Question

An object is placed 21cm in front of a concave mirror of radius 10cm. A glass slab of thickness 3cm and refractive index 1.5 is then placed close to the mirror in the space between the object and the mirror. The distance of the near surface of the slab from the mirror is 1cm. The final image from the mirror will be formed at:
A. 4.67cm
B. 6.67cm
C. 5.67cm
D. 7.67cm

Answer 1

Hint: The concepts of combination of lenses and mirror will be required to solve this problem. We must remember the sign conventions for concave mirror and the mirror formula of concave mirror, which is, $\dfrac{1}{v}+\dfrac{1}{u}=\dfrac{1}{f}$. The glass slab will cause a shift for any kind of ray passing through it. The shift due to the glass slab is given by ,$d=(1-\dfrac{1}{n})t$.

Step by step solution:
Let’s start by making a diagram of how the object’s rays move through the optical system of the glass slab and the concave mirror.

The object is at O and the rays are shown to be emitting from them. The ray upon interacting with the glass slab, changes direction and again upon leaving the glass slab, changes back it’s direction. We retrace back the emergent ray and mark the new position of the object as${{O}_{1}}$. Point P in the concave mirror refers to the center of the mirror, where the principal axis coincides with it. The thickness of the glass slab is given to be 3cm and the refractive index of the glass slab is given to be (n=1.5). The object’s initial distance is 21cm, hence the distance OP is 21cm.
Due to the glass slab, the object shifts closer to the mirror by a distance d. The general formula to find this distance d is, $d=(1-\dfrac{1}{n})t$. Therefore, $d=(1-\dfrac{1}{1.5})3cm\Rightarrow d=(\dfrac{0.5}{1.5})3cm\Rightarrow d=1cm$.
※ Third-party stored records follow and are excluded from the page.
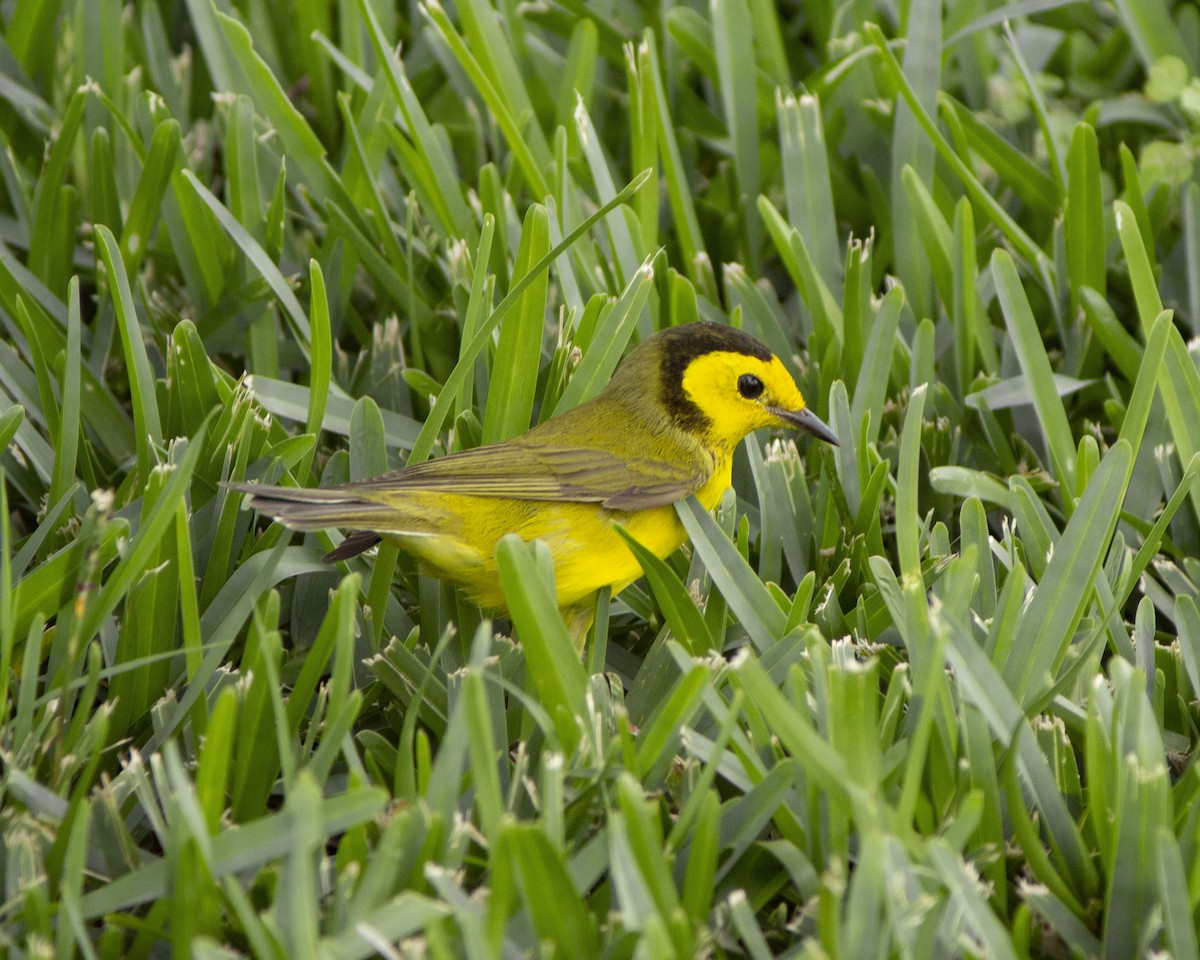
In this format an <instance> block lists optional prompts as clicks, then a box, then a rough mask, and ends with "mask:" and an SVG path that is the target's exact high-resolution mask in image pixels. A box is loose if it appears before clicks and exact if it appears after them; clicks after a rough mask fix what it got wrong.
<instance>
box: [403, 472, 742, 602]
mask: <svg viewBox="0 0 1200 960" xmlns="http://www.w3.org/2000/svg"><path fill="white" fill-rule="evenodd" d="M728 486H730V463H728V462H727V461H726V462H725V463H722V464H719V466H718V469H716V470H715V472H714V474H713V476H712V478H710V479H709V480H708V482H707V484H704V486H703V487H701V490H698V491H697V492H696V497H697V499H698V500H700V502H701V504H703V506H704V509H706V510H710V509H713V506H715V505H716V503H718V502H720V499H721V494H724V493H725V491H726V488H728ZM412 496H413V502H412V503H410V504H407V505H408V506H412V508H413V509H414V510H415V511H416V512H420V514H422V515H424V516H425V518H426V520H427V523H422V524H421V526H422V527H424V528H425V529H424V530H422V532H416V530H413V532H409V530H403V532H394V533H386V532H383V530H380V533H384V535H386V536H388V538H389V539H391V540H395V541H396V542H398V544H400V545H401V546H402V547H403V548H404V550H407V551H409V552H410V553H413V554H414V556H416V557H418V558H419V559H420V560H421V563H422V565H424V568H425V569H426V570H427V572H430V574H432V575H433V576H437V577H442V578H443V580H449V581H452V582H455V583H457V584H460V586H461V587H462V588H463V589H464V590H466V593H467V594H468V595H469V596H470V598H472V599H473V600H474V601H475V602H478V604H479V605H480V606H484V607H492V608H503V607H504V595H503V593H502V592H500V583H499V575H498V572H497V569H496V545H497V542H498V541H499V540H500V538H503V536H504V535H505V534H509V533H515V534H517V535H518V536H521V539H523V540H526V541H529V540H541V541H542V542H545V544H546V546H547V547H548V548H550V553H551V557H552V558H553V560H554V582H556V586H557V590H558V605H559V606H560V607H570V606H574V605H576V604H580V602H581V601H584V600H586V599H588V598H589V596H590V595H592V594H594V593H595V592H596V590H599V589H600V588H601V587H612V590H613V593H617V592H618V590H620V589H623V588H624V587H628V586H629V584H630V583H632V582H634V581H635V580H637V577H640V576H641V575H642V568H641V565H640V564H638V563H637V560H636V559H635V558H634V554H632V553H631V552H630V550H629V547H628V546H625V541H624V540H622V539H620V535H619V534H618V533H617V532H616V529H614V528H613V522H617V523H620V524H622V526H623V527H625V529H626V530H629V533H630V534H631V535H632V536H634V538H635V539H636V540H637V541H638V542H641V544H642V545H644V546H646V547H647V548H648V550H649V551H650V552H653V553H654V554H655V556H658V557H666V556H668V554H670V553H672V552H673V551H674V550H676V548H677V547H679V545H680V544H683V542H684V540H686V532H685V530H684V528H683V524H682V523H680V522H679V518H678V516H677V515H676V511H674V506H673V505H671V504H668V505H666V506H658V508H654V509H652V510H635V511H625V510H606V509H605V508H602V506H600V505H598V504H589V503H565V502H557V500H509V499H500V498H487V497H468V496H462V494H446V493H414V494H412ZM406 499H407V497H406ZM406 512H407V511H406Z"/></svg>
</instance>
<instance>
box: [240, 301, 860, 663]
mask: <svg viewBox="0 0 1200 960" xmlns="http://www.w3.org/2000/svg"><path fill="white" fill-rule="evenodd" d="M770 426H775V427H799V428H800V430H804V431H806V432H809V433H811V434H812V436H815V437H817V438H820V439H822V440H826V442H828V443H832V444H836V443H838V439H836V437H835V436H834V433H833V431H830V430H829V427H828V426H826V425H824V424H823V422H822V421H821V420H820V419H818V418H817V416H816V415H815V414H812V413H811V412H810V410H809V409H808V407H806V406H805V403H804V397H803V396H802V395H800V391H799V390H798V389H797V386H796V382H794V380H793V379H792V377H791V374H788V372H787V370H786V368H785V367H784V365H782V364H781V362H780V360H779V358H776V356H775V355H773V354H772V353H770V350H768V349H767V348H766V347H764V346H763V344H762V343H760V342H758V341H756V340H755V338H754V337H751V336H749V335H746V334H743V332H742V331H740V330H737V329H734V328H732V326H726V325H722V324H715V323H692V324H684V325H680V326H673V328H670V329H667V330H662V331H660V332H658V334H655V335H654V336H650V337H648V338H647V340H644V341H642V342H641V343H640V344H638V346H637V347H636V348H635V349H634V350H632V352H631V353H630V354H629V356H626V358H625V360H624V361H623V362H622V364H620V366H619V367H618V368H617V372H616V373H614V374H613V377H612V380H610V383H608V384H607V386H605V389H604V390H602V391H601V392H600V394H599V396H596V397H595V398H594V400H590V401H588V402H587V403H583V404H581V406H578V407H576V408H575V409H571V410H568V412H566V413H564V414H560V415H559V416H554V418H551V419H550V420H547V421H546V422H545V424H541V425H539V426H536V427H534V428H533V430H530V431H529V432H528V433H524V434H522V436H520V437H516V438H514V439H511V440H503V442H500V443H493V444H488V445H487V446H480V448H476V449H474V450H463V451H462V452H458V454H451V455H449V456H445V457H439V458H438V460H431V461H427V462H425V463H418V464H415V466H412V467H406V468H403V469H401V470H396V472H394V473H389V474H384V475H382V476H377V478H373V479H371V480H364V481H360V482H354V484H342V485H341V486H332V487H324V488H295V487H277V486H264V485H260V484H229V485H228V486H229V487H230V488H232V490H235V491H239V492H242V493H248V494H251V500H250V503H251V505H252V506H254V508H257V509H258V510H260V511H263V512H264V514H268V515H269V516H271V517H274V518H275V520H277V521H280V522H281V523H283V524H284V526H287V527H290V528H293V529H296V530H320V529H326V528H330V527H341V528H346V529H349V530H353V533H352V534H350V535H349V536H347V538H346V540H343V541H342V544H341V545H340V546H338V547H337V548H336V550H334V551H331V552H330V553H328V554H326V556H325V560H326V562H330V563H332V562H335V560H344V559H347V558H348V557H353V556H355V554H356V553H361V552H362V551H365V550H368V548H370V547H372V546H374V545H376V544H378V542H379V541H380V540H382V539H384V538H386V539H388V540H390V541H395V542H396V544H398V545H400V546H401V547H402V548H403V550H406V551H408V552H409V553H412V554H414V556H415V557H416V558H418V559H419V560H420V563H421V566H422V569H424V570H425V571H426V572H428V574H432V575H433V576H437V577H442V578H443V580H448V581H451V582H454V583H457V584H458V586H460V587H462V588H463V590H464V592H466V593H467V595H468V596H470V599H472V600H474V601H475V602H476V604H479V605H480V606H481V607H486V608H493V610H503V608H504V595H503V593H502V592H500V581H499V575H498V572H497V566H496V545H497V542H498V541H499V540H500V538H503V536H504V535H505V534H509V533H516V534H518V535H520V536H521V538H522V539H523V540H527V541H528V540H534V539H538V540H541V541H544V542H545V544H546V546H547V547H548V548H550V553H551V556H552V557H553V562H554V581H556V584H557V589H558V605H559V608H560V610H562V612H563V617H564V619H565V620H566V623H568V625H569V626H570V628H571V632H572V636H574V637H575V640H576V644H577V646H578V644H581V643H582V640H583V635H584V634H586V631H587V628H588V625H589V624H590V622H592V611H593V607H594V602H595V594H596V592H598V590H599V589H600V588H602V587H611V588H612V592H613V593H614V594H616V593H617V592H618V590H620V589H622V588H624V587H626V586H629V584H630V583H631V582H632V581H635V580H636V578H637V577H640V576H641V575H642V568H641V566H640V565H638V563H637V560H636V559H635V558H634V554H632V553H631V552H630V550H629V547H628V546H626V545H625V541H624V540H622V539H620V536H619V535H618V534H617V532H616V530H614V529H613V523H614V522H616V523H620V524H622V526H624V527H625V529H626V530H629V533H630V534H632V535H634V538H636V539H637V540H638V541H640V542H642V544H643V545H644V546H646V547H647V548H649V550H650V551H652V552H654V553H655V554H656V556H659V557H666V556H668V554H670V553H671V552H672V551H674V550H676V548H677V547H678V546H679V545H680V544H683V542H684V540H685V539H686V533H685V532H684V528H683V524H682V523H680V522H679V518H678V516H677V515H676V511H674V506H673V504H674V503H676V502H677V500H682V499H685V498H686V497H690V496H695V497H696V498H697V499H698V500H700V503H701V504H703V506H704V509H706V510H712V509H713V508H714V506H715V505H716V504H718V503H719V502H720V499H721V496H722V494H724V493H725V491H726V490H727V488H728V486H730V470H731V467H732V462H733V450H734V448H736V446H737V445H738V443H740V442H742V439H743V438H744V437H745V436H746V434H748V433H750V432H751V431H754V430H757V428H760V427H770Z"/></svg>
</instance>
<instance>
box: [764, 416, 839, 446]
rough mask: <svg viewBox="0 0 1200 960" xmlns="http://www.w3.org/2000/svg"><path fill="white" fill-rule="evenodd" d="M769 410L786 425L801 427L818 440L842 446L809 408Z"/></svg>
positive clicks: (819, 418)
mask: <svg viewBox="0 0 1200 960" xmlns="http://www.w3.org/2000/svg"><path fill="white" fill-rule="evenodd" d="M768 409H769V410H770V412H772V413H773V414H775V416H778V418H779V419H780V420H782V421H784V422H785V424H791V425H792V426H793V427H799V428H800V430H803V431H804V432H805V433H811V434H812V436H814V437H816V438H817V439H818V440H824V442H826V443H832V444H833V445H834V446H841V444H839V443H838V436H836V434H835V433H834V432H833V431H832V430H829V427H828V426H826V424H824V421H823V420H822V419H821V418H820V416H817V415H816V414H815V413H812V410H810V409H809V408H808V407H805V408H803V409H800V410H785V409H781V408H779V407H769V408H768Z"/></svg>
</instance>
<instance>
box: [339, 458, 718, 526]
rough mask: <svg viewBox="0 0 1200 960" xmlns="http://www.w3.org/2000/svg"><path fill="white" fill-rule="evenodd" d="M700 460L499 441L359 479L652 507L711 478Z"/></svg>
mask: <svg viewBox="0 0 1200 960" xmlns="http://www.w3.org/2000/svg"><path fill="white" fill-rule="evenodd" d="M709 472H710V467H708V464H704V463H703V462H701V461H698V460H690V458H684V460H683V461H682V462H679V461H668V460H665V458H660V457H650V456H630V455H617V454H614V452H612V451H608V450H595V449H583V448H578V446H556V445H545V444H539V445H538V446H533V445H524V444H520V443H499V444H492V445H490V446H481V448H478V449H474V450H464V451H462V452H460V454H451V455H450V456H445V457H439V458H437V460H431V461H427V462H425V463H419V464H415V466H413V467H406V468H404V469H402V470H396V472H395V473H390V474H384V475H382V476H377V478H373V479H372V480H367V481H365V482H362V484H359V485H356V486H358V488H359V491H360V493H361V494H362V496H366V497H370V493H368V490H370V488H371V487H378V488H379V490H380V492H382V491H383V490H396V491H401V490H427V491H433V490H442V491H445V492H448V493H466V494H470V496H475V497H510V498H512V499H520V500H571V502H576V503H599V504H601V505H602V506H606V508H608V509H611V510H648V509H650V508H654V506H664V505H666V504H670V503H674V502H676V500H682V499H684V498H685V497H688V496H689V494H691V493H694V492H696V491H697V490H698V488H700V487H701V486H703V485H704V481H706V480H707V479H708V474H709Z"/></svg>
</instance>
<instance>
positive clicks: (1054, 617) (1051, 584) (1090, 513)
mask: <svg viewBox="0 0 1200 960" xmlns="http://www.w3.org/2000/svg"><path fill="white" fill-rule="evenodd" d="M1130 469H1132V456H1130V450H1129V445H1128V444H1126V443H1123V442H1121V440H1118V442H1117V443H1116V444H1115V445H1114V446H1112V448H1111V449H1110V450H1109V452H1108V455H1106V456H1105V457H1104V460H1103V461H1102V463H1100V467H1099V469H1098V470H1097V472H1096V474H1094V475H1093V476H1092V480H1091V482H1090V484H1088V485H1087V490H1086V492H1085V493H1084V496H1082V498H1081V499H1080V502H1079V504H1078V506H1076V509H1075V512H1074V514H1073V515H1072V518H1070V521H1069V522H1068V523H1067V528H1066V529H1064V530H1063V534H1062V538H1061V539H1060V541H1058V542H1057V544H1056V545H1055V548H1054V556H1052V558H1051V560H1050V564H1049V566H1048V568H1046V572H1045V576H1044V577H1043V578H1042V582H1040V583H1039V584H1038V588H1037V592H1036V593H1034V594H1033V599H1032V601H1031V602H1030V605H1028V607H1027V608H1026V610H1025V613H1024V616H1022V618H1021V624H1022V629H1021V630H1020V631H1019V632H1018V636H1019V641H1018V642H1019V648H1018V649H1014V652H1013V656H1012V658H1010V659H1009V661H1008V664H1006V670H1004V674H1006V678H1007V679H1008V680H1009V683H1010V685H1012V686H1013V689H1014V690H1015V691H1018V694H1019V695H1020V696H1021V700H1022V702H1025V703H1026V704H1030V703H1033V702H1034V701H1036V700H1037V698H1038V697H1039V696H1042V695H1043V692H1044V690H1045V689H1046V686H1045V684H1046V679H1048V678H1051V679H1052V677H1054V674H1055V672H1056V671H1057V668H1058V667H1060V666H1061V664H1062V661H1063V658H1064V656H1066V654H1067V648H1068V644H1069V643H1070V640H1072V635H1073V634H1074V630H1075V626H1076V624H1078V623H1079V618H1080V617H1081V616H1082V613H1084V610H1085V607H1086V605H1087V602H1088V600H1090V598H1091V594H1092V590H1093V588H1094V583H1096V577H1097V575H1098V574H1099V569H1100V562H1102V559H1103V557H1104V553H1105V551H1106V548H1108V545H1109V541H1110V539H1111V536H1112V530H1114V529H1116V522H1117V517H1118V514H1120V508H1121V502H1122V500H1123V499H1124V492H1126V487H1127V485H1128V482H1129V475H1130Z"/></svg>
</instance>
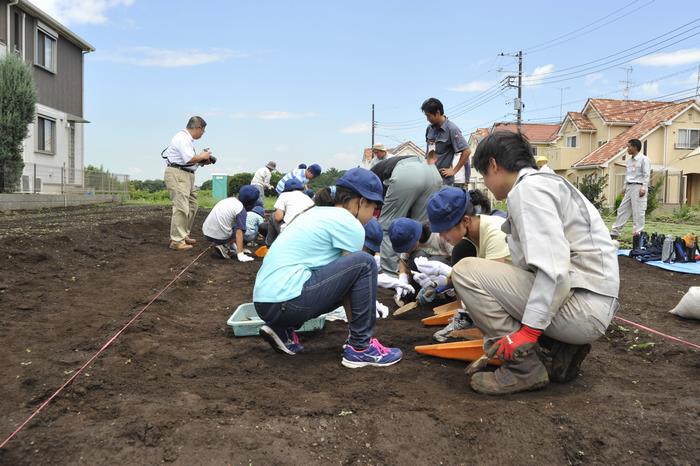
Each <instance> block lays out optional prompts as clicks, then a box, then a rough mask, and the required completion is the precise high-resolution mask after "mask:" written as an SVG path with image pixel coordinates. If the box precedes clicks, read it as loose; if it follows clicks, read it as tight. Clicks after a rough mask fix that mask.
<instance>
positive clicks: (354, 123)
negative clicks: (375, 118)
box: [340, 123, 371, 134]
mask: <svg viewBox="0 0 700 466" xmlns="http://www.w3.org/2000/svg"><path fill="white" fill-rule="evenodd" d="M370 129H371V128H370V125H369V123H353V124H352V125H350V126H346V127H345V128H343V129H341V130H340V132H341V133H344V134H362V133H369V132H370Z"/></svg>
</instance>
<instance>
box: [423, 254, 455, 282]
mask: <svg viewBox="0 0 700 466" xmlns="http://www.w3.org/2000/svg"><path fill="white" fill-rule="evenodd" d="M415 262H416V267H418V271H419V272H423V273H424V274H426V275H433V276H438V275H443V276H445V277H449V276H450V273H451V272H452V267H450V266H449V265H447V264H443V263H442V262H440V261H431V260H428V258H427V257H417V258H416V261H415Z"/></svg>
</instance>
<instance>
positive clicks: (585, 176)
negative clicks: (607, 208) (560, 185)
mask: <svg viewBox="0 0 700 466" xmlns="http://www.w3.org/2000/svg"><path fill="white" fill-rule="evenodd" d="M607 185H608V175H604V176H598V175H597V174H595V173H590V174H588V175H585V176H584V177H583V180H581V182H579V183H576V187H577V188H578V190H579V191H581V194H583V195H584V196H586V199H588V200H589V201H590V202H591V204H593V206H594V207H595V208H596V209H598V210H600V208H601V207H603V203H604V202H605V194H604V192H603V191H604V190H605V187H606V186H607Z"/></svg>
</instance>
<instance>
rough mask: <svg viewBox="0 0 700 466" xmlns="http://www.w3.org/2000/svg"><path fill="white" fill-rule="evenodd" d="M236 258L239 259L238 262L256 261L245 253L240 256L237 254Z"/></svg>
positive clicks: (243, 253) (241, 252) (241, 254)
mask: <svg viewBox="0 0 700 466" xmlns="http://www.w3.org/2000/svg"><path fill="white" fill-rule="evenodd" d="M236 258H237V259H238V262H250V261H252V260H255V259H253V258H252V257H250V256H248V255H246V253H244V252H239V253H238V254H236Z"/></svg>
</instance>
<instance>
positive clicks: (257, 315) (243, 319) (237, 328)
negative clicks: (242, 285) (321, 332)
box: [226, 303, 326, 337]
mask: <svg viewBox="0 0 700 466" xmlns="http://www.w3.org/2000/svg"><path fill="white" fill-rule="evenodd" d="M226 323H227V324H228V325H230V326H231V328H232V329H233V334H234V335H236V336H237V337H249V336H252V335H258V333H259V332H260V327H262V326H263V324H264V323H265V322H263V320H262V319H261V318H260V317H259V316H258V313H257V312H255V306H254V305H253V303H245V304H241V305H240V306H238V308H237V309H236V310H235V312H234V313H233V314H231V317H229V319H228V321H227V322H226ZM325 325H326V319H324V318H323V317H320V318H316V319H311V320H309V321H306V322H304V325H302V326H301V328H300V329H299V330H297V332H315V331H317V330H321V329H323V327H324V326H325Z"/></svg>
Therefore, the object shifts forward by 1cm due to the glass slab. Hence, the distance${{O}_{1}}P$ is 20cm.

Now, to find the image distance, we will use the mirror formula for concave mirror, which is, $\dfrac{1}{v}+\dfrac{1}{u}=\dfrac{1}{f}$. Here, the object distance will be the updated objected distance, that is u=20cm. To find the focal length, we will use the general formula using the radius of the mirror. $f=\dfrac{R}{2}\Rightarrow f=\dfrac{10cm}{2}\Rightarrow f=5cm$. However, both object distance and focal length will be negative, since they are on the left of the mirror and by convention the ones on the left are negative. Hence, putting in these values and conditions into the mirror formula, we get, $\dfrac{1}{v}+\dfrac{1}{-20}=\dfrac{1}{-5}\Rightarrow \dfrac{1}{v}=\dfrac{1}{-5}-\dfrac{1}{-20}\Rightarrow \dfrac{1}{v}=\dfrac{-3}{20}\Rightarrow v=\dfrac{-20}{3}cm$. Hence, the image distance is equal to -6.67cm or 6.67cm to the left of the mirror.

However, the ray will again pass through the glass slab. This will induce an additional distance of 1cm to the original path. Hence, the updated final image distance from the mirror is 6.67+1=7.67cm.

Note:
The initial ray from the object upon hitting the glass slab, makes an angle (i) with it. This is the incident angle that it makes with the glass slab will be the same corresponding angle with which it will leave the glass slab. Hence, upon retracing the ray emerging from the glass slab back towards the object, we see that the rays are parallel to each other. This is an important property of glass slab.